Success of child poverty pilots remains uncertain

Neil Puffett
Wednesday, March 30, 2011

Pilot schemes aimed at reducing levels of child poverty by helping parents into work are being well received but it remains unclear whether they are leading to employment, a report has found.

The CPU Child Poverty Pilots: Interim Synthesis Report details evidence from nine child poverty pilots that have been operating across England since 2008, with more than a third of local authorities involved with at least one of the initiatives.

Findings from the child poverty pilots could help shape the national child poverty strategy, due to be published imminently.

Each pilot has been testing a range of different approaches to reducing child poverty, some having a whole community focus, others targeting families or specific groups or individuals.

The pilots include the child poverty family intervention project, which provides intensive interventions to families with significant barriers to work such as mental health problems, drug and alcohol abuse, domestic violence and family functioning issues.

There is also co-ordinated local support for separating parents, which aims to improve access to help and minimise parental conflict and negative impact on children’s outcomes.

In addition, local authority innovation pilots look at a wide range of activities designed by local authorities to tackle child poverty.
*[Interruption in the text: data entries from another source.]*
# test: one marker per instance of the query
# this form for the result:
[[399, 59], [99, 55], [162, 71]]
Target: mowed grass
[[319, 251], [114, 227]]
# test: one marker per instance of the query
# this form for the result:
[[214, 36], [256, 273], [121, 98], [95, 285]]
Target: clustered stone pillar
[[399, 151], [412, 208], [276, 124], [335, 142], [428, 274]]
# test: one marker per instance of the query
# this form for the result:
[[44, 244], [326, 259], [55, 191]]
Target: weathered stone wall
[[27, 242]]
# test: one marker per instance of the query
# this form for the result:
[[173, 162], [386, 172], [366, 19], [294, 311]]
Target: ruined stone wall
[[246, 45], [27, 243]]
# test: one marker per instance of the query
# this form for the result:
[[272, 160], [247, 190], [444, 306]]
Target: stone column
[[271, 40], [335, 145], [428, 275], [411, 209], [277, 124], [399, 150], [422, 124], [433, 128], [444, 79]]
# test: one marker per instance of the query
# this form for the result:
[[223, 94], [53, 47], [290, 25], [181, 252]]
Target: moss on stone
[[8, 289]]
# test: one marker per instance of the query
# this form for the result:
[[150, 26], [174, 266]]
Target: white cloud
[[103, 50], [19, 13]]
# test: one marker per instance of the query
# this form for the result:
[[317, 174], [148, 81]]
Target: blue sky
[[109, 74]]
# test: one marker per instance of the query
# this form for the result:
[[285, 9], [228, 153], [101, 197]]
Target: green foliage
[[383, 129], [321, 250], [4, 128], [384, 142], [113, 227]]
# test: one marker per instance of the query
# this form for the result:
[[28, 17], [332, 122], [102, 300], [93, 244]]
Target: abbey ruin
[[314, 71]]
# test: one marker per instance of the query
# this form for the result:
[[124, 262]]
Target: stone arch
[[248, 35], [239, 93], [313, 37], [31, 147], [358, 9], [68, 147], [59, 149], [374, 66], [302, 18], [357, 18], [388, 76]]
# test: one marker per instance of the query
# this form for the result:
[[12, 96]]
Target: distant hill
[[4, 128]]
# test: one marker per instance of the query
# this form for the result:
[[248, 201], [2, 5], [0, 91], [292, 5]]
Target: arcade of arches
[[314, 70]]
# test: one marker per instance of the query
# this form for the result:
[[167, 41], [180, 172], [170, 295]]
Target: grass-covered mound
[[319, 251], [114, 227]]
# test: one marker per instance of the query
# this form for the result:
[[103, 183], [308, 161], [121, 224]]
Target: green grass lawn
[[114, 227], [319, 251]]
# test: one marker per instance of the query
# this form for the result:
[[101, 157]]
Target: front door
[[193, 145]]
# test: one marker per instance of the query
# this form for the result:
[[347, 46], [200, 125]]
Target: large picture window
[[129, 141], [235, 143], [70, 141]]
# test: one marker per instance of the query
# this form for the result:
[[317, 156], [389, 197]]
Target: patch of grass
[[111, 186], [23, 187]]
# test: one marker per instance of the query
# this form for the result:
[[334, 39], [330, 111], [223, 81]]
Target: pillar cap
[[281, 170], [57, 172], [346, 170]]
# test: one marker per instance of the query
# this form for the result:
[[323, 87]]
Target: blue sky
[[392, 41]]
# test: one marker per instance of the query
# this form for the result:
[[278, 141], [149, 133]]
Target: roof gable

And the school gates employment support initiative provides employment support to parents of primary school children to help them prepare for going back to work.

There is also a teenage parent supported housing pilot — enhancing housing support available to teenage parents and work-focused services in children’s centres — exploring the benefits of integrating Jobcentre Plus advisers in children’s centres.

The report found that the initiatives are succeeding in reaching out to families that were not receiving help before.

"One important theme in the evidence base is whether the pilots are reaching out to new and previously under-served groups of parents and families," the report states. "The early indications are very encouraging."

It adds that the emerging evidence indicated that the pilots have been well received and are improving confidence although evidence of whether they have actually led to sustained employment will not be available until a final report on the pilots is published in late summer.

"Across the interim evidence base, soft outcomes are reported as being most prevalent for participants: greater confidence; increased awareness of opportunities and options; access to job preparation skills and support," the report says.

"Although encouraging evidence, the route out of poverty depends heavily on finding and keeping a job."